Довольно поздно получив право самостоятельно выходить во двор, я не адаптировался (как говорят теперь) к сложившейся дворовой иерархии, главари которой время от времени исчезали, по дворовым слухам — в тюрьму. Нас было три-четыре тихих мальчика, сторонившихся от главных дворовых событий. Основной, так сказать, двор не имел особого названия, но был еще „Кланькин двор“ — узкий закут за нашим домом, где мы в основном и пребывали. За вторым корпусом был еще таинственный „бабий двор“, куда ходить было страшно. Не знаю почему, но мы никогда не решались туда забредать. В те годы по Москве ходили слухи, что детей заманивают конфетами, а потом варят из них мыло или делают котлеты. Достопримечательностью двора была паровая снеготаялка — широкий люк, к которому дворники на больших санях свозили снег. Из люка клубами валил пар и эта маленькая преисподняя притягивала наше любопытство. Даже странно, что никто из ребят в этот люк не свалился. Еще была помойка — огромный ящик, кишевший крысами, куда ведрами и свертками несли мусор из всех квартир. Зимой от гниющих отбросов тоже шел пар, и порою, отбросы начинали шевелиться и возникал гревшийся в ящике бродяга».
«Московский двор», нарисованный из окна 9-го этажа цветными карандашами, с рядом уходящих, лепящихся друг к другу домов, растворяющихся в белесом снежном тумане, сближающим все оттенки, смазывающим контуры, погружающим дальний план в призрачную дымку — так увидела Вера этот страшноватый двор Маева детства с расстояния не только высоты девятиэтажного дома, но и с высоты искусства.

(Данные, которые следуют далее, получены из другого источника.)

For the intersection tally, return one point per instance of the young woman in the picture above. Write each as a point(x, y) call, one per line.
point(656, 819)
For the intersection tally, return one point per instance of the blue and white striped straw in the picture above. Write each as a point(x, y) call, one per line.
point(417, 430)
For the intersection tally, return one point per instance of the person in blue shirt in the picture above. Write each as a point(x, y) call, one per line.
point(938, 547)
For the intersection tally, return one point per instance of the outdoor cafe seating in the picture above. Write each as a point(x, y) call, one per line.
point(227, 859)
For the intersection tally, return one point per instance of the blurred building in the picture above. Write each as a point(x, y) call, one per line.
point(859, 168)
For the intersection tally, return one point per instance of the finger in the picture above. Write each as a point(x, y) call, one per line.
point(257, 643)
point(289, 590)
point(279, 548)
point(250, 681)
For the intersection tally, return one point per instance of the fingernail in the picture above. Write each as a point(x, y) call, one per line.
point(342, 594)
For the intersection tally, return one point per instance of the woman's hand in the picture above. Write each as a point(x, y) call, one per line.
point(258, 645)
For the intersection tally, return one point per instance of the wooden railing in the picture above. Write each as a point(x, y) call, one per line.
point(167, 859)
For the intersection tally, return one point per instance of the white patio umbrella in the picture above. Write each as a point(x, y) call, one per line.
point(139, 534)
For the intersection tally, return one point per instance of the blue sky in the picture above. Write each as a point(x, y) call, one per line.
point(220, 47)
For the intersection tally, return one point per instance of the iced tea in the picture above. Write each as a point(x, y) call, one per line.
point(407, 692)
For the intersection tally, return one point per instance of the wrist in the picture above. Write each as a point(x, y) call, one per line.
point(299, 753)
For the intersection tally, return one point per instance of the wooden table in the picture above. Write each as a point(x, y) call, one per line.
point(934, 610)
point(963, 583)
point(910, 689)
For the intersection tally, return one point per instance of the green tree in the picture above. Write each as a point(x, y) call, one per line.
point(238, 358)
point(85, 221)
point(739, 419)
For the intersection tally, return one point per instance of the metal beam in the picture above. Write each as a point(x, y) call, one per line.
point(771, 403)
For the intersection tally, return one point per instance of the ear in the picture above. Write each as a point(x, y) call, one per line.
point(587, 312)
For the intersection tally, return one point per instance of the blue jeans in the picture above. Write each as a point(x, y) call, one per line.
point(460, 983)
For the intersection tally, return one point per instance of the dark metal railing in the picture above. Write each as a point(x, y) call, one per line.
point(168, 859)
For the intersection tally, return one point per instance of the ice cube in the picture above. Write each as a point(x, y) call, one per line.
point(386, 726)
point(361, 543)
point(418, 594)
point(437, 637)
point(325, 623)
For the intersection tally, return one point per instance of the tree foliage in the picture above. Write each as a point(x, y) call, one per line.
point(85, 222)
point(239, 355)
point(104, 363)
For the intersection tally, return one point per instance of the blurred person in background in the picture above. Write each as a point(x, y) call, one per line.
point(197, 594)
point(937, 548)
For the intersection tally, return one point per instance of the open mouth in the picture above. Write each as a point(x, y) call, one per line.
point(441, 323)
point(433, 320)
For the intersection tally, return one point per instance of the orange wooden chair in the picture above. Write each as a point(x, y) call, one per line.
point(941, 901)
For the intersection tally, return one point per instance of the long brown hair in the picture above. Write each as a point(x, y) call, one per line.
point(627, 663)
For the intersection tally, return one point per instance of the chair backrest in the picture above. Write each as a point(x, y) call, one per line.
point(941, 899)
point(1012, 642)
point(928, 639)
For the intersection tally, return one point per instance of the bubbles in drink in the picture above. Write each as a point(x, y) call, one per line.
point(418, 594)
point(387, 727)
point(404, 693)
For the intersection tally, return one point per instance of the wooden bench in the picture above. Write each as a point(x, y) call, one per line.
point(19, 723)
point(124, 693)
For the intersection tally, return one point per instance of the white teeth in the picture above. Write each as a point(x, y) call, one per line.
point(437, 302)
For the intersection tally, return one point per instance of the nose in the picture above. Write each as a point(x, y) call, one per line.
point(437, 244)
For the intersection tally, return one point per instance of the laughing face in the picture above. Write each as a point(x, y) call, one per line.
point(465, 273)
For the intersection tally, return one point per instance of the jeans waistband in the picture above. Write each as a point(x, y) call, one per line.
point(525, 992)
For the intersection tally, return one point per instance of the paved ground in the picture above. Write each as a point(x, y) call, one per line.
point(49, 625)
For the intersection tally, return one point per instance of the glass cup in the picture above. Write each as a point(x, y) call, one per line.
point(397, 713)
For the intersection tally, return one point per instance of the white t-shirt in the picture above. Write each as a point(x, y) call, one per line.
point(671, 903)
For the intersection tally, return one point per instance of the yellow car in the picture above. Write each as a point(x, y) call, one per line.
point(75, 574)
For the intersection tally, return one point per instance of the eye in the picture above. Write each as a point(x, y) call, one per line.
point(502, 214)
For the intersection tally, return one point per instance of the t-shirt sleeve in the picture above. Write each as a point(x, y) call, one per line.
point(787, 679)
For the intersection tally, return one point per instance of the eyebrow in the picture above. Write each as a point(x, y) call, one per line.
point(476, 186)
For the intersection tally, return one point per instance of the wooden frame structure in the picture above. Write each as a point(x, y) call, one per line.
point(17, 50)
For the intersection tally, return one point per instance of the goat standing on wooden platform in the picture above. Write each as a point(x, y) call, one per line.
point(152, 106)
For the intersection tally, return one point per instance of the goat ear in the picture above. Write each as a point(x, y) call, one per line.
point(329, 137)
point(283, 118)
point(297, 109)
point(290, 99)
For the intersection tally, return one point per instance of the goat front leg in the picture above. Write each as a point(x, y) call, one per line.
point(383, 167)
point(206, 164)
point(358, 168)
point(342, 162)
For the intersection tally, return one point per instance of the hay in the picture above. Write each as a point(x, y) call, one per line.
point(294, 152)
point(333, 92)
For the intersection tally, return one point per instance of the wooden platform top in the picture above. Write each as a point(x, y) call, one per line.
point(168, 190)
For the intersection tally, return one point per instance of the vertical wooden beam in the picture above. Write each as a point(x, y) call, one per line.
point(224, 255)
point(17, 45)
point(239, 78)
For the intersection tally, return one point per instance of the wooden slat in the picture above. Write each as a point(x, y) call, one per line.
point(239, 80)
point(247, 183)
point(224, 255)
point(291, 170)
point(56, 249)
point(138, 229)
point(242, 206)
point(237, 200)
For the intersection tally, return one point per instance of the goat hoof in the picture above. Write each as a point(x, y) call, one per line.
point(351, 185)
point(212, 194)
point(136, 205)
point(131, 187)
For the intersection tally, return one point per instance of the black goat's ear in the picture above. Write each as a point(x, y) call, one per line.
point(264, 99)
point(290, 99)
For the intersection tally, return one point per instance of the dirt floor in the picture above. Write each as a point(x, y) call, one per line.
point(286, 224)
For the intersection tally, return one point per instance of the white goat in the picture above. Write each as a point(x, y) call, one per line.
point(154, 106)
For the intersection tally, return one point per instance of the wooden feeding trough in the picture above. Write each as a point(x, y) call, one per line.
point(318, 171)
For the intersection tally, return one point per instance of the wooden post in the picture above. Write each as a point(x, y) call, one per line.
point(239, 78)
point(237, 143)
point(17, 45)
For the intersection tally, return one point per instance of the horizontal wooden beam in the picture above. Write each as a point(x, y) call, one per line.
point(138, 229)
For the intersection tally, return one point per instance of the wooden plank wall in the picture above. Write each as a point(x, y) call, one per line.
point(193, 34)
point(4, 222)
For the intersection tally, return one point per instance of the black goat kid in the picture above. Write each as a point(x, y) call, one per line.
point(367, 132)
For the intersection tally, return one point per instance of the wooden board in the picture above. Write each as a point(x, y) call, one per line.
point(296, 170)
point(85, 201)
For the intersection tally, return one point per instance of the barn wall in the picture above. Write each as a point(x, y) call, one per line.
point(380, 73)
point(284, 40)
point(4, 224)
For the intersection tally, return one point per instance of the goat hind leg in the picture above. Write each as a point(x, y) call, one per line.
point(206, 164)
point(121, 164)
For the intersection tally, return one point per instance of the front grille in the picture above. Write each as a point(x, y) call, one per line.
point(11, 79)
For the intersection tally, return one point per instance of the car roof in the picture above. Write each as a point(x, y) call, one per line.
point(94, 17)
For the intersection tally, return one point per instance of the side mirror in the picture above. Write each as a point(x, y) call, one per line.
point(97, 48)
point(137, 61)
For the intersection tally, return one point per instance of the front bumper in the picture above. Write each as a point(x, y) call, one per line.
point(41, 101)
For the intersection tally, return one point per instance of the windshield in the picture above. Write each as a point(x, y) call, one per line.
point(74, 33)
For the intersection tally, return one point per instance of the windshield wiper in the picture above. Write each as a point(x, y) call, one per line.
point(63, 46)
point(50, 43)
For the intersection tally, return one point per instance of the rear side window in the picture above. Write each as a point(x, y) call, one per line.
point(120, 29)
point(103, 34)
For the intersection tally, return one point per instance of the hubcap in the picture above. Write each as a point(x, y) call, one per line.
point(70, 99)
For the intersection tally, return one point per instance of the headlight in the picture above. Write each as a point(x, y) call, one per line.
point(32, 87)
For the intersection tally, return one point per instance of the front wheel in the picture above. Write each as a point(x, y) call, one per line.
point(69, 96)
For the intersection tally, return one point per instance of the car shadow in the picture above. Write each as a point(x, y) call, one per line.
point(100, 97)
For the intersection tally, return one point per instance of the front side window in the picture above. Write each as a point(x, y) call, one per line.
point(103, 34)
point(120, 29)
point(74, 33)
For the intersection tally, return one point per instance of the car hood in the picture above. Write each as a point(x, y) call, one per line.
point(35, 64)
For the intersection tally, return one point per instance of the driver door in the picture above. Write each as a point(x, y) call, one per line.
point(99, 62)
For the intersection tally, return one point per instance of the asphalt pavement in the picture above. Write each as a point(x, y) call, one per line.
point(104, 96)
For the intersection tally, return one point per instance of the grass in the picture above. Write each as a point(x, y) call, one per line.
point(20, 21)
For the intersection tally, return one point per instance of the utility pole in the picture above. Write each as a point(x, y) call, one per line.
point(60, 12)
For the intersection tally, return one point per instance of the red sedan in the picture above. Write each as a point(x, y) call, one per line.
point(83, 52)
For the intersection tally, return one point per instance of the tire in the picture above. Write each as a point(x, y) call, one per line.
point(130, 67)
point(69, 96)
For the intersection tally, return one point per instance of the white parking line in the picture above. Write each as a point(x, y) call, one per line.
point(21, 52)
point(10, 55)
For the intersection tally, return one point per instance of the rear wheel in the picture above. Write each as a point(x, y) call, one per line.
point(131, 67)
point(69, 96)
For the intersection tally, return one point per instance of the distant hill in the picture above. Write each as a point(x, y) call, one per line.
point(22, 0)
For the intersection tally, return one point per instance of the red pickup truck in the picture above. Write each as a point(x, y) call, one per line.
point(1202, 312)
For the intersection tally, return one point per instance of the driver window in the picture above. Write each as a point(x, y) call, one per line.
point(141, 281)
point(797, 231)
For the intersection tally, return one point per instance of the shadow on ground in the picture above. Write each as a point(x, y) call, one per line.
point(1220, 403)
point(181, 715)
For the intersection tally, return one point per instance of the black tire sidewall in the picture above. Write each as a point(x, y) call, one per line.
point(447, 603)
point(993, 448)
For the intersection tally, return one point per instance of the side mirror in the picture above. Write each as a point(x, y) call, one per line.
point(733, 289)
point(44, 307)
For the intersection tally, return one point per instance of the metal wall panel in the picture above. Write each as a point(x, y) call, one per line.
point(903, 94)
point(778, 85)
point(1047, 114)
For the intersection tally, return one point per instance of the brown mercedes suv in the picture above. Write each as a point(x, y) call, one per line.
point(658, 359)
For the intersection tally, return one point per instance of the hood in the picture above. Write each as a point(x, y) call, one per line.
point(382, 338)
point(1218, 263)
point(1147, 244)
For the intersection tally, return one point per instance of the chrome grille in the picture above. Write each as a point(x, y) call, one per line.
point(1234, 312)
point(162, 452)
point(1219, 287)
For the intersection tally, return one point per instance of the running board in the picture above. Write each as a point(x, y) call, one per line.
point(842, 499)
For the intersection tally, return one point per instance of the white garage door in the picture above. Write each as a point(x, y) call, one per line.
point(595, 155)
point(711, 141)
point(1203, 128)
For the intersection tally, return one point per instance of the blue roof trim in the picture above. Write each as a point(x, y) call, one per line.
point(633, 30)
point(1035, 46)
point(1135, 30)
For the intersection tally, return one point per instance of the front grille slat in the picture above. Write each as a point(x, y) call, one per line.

Май: «По дворам ходили старьевщики — всегда татары. Зычно кричали „старьебурум“ — старье берем. Иногда и отец, высунувшись в окно звал старьевщика. И тот со своим мешком забирался на нашу верхотуру и заплатив какие-то копейки, уносил ставшие ненужными тряпки. У китайцев был другой промысел — они предлагали пищалки — „уйди-уйди“ и шарики, прыгавшие на резинке. Безденежная детвора могла расплачиваться за игрушки пустыми бутылками. Бывали и бродячие музыканты. Так в исполнении такого бродячего дуэта я впервые услышал про „гоп со смыком“»[264].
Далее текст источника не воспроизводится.